C’est le grand malaise dans la maison du “front commun”. Le mariage de raison entre le PPA-CI et le PDCI tourne à la dispute publique. Les militants, qui croyaient défendre une cause sacrée, découvrent avec stupeur qu’ils ont été envoyés au front sans boussole ni secours. Les réseaux sociaux des deux partis sont devenus de véritables champs de bataille, où les mots d’oiseaux remplacent les slogans révolutionnaires.
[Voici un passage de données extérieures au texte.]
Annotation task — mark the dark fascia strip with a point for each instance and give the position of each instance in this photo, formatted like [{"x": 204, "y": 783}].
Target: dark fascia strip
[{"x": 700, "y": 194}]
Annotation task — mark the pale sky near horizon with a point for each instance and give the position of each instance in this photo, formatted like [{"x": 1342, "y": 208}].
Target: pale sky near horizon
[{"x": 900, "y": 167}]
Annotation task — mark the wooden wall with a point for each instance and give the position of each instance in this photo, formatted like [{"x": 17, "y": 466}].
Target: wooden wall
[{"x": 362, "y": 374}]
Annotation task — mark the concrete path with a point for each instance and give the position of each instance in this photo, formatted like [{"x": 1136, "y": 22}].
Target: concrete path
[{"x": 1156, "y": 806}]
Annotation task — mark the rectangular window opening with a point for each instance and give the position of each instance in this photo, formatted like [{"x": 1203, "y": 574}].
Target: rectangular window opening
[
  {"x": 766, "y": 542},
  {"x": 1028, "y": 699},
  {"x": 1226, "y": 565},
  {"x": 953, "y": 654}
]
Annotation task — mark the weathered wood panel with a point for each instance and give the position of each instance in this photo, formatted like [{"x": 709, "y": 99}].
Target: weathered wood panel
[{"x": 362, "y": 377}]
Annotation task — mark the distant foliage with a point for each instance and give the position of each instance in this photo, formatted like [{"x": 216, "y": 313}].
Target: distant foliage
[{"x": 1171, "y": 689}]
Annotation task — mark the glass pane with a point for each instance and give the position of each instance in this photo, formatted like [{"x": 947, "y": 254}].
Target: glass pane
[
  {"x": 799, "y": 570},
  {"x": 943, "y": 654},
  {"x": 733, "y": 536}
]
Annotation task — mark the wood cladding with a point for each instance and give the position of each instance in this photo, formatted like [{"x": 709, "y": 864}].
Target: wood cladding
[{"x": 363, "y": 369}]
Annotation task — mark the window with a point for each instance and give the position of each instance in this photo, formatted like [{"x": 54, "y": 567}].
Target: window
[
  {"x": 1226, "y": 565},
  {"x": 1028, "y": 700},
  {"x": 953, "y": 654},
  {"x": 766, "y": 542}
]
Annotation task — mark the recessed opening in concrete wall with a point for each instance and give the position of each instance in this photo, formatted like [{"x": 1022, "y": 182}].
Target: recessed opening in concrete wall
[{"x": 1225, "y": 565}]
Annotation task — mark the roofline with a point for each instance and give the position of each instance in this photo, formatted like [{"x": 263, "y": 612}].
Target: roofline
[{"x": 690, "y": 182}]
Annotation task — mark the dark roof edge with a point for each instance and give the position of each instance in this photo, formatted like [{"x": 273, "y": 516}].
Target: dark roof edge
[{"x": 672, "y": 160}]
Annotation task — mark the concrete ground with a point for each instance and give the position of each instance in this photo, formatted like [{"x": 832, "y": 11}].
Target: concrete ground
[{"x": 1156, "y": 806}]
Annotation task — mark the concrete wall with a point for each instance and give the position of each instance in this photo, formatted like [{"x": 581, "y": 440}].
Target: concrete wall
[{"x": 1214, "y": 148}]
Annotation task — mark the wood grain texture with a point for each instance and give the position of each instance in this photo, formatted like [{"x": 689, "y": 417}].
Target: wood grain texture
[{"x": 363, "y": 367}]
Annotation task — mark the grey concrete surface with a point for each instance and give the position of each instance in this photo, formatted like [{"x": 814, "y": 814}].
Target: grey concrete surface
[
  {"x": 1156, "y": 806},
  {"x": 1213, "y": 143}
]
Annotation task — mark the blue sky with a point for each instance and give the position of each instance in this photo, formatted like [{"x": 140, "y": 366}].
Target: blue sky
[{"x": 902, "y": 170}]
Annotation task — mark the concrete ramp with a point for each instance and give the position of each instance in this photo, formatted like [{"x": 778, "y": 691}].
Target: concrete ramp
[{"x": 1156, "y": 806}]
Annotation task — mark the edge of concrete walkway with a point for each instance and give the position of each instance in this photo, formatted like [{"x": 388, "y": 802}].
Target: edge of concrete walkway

Tout est parti d’une série de trois communiqués qui ont fini d’achever le peu de cohérence qui restait à la coalition. Le premier, un brin diplomatique, laissait entendre une reconnaissance du scrutin par la remontée d'informations sur le déroulement du vote. Le deuxième, maladroitement rédigé, convoquait une réunion pour le mardi 28 octobre prochain. Et c’est là que la base s’est embrasée. Les militants, déjà frustrés par la tournure des événements, y ont vu une trahison pure et simple. “On nous a envoyés au charbon pour ça ?”, s’interroge un internaute visiblement déçu.

Pour tenter de calmer la tempête, un troisième communiqué a été publié à la hâte. Cette fois, les dirigeants exigent la reprise du scrutin. Trop tard. Le mal est fait. Les militants n’y croient plus. “Reprendre quoi ? Vous étiez où quand on nous pourchassait ?”, répond un autre militant furieux.
Ce désamour entre les états-majors et leur base traduit une vérité crue : le PPA-CI et le PDCI ont perdu la main, mais surtout la confiance de leurs propres troupes. À force de jouer avec les émotions des populations, de promettre des lendemains révolutionnaires qui ne viennent jamais, les stratèges du “front commun” récoltent aujourd’hui ce qu’ils ont semé : le désaveu et la désillusion.
Ironie du sort, ceux qui criaient à la “victoire populaire” se retrouvent désormais cernés par la colère populaire. Sur les pages officielles, les militants n’épargnent plus personne. Les “professeurs”, “anciens ministres” et autres “grands stratèges” sont moqués, traités d’“illusionnistes de salon”. On leur reproche d’avoir “fait de la politique avec des mots pendant que les autres faisaient l’histoire avec des actes”.
Le “front commun” ressemble désormais à un radeau en perdition, où chacun cherche une bouée pour sauver ce qui peut l’être. Pendant ce temps, le pays avance, serein, porté par une majorité qui a préféré les urnes à la rue. Les insurrectionnels, eux, ont tout perdu : la bataille, la crédibilité… et maintenant leurs propres militants.

Il fut un temps où le PPA-CI et le PDCI prétendaient incarner “le peuple”. Aujourd’hui, c’est ce même peuple qui leur tourne le dos. Moralité : à force de jouer les pyromanes, on finit toujours par se brûler.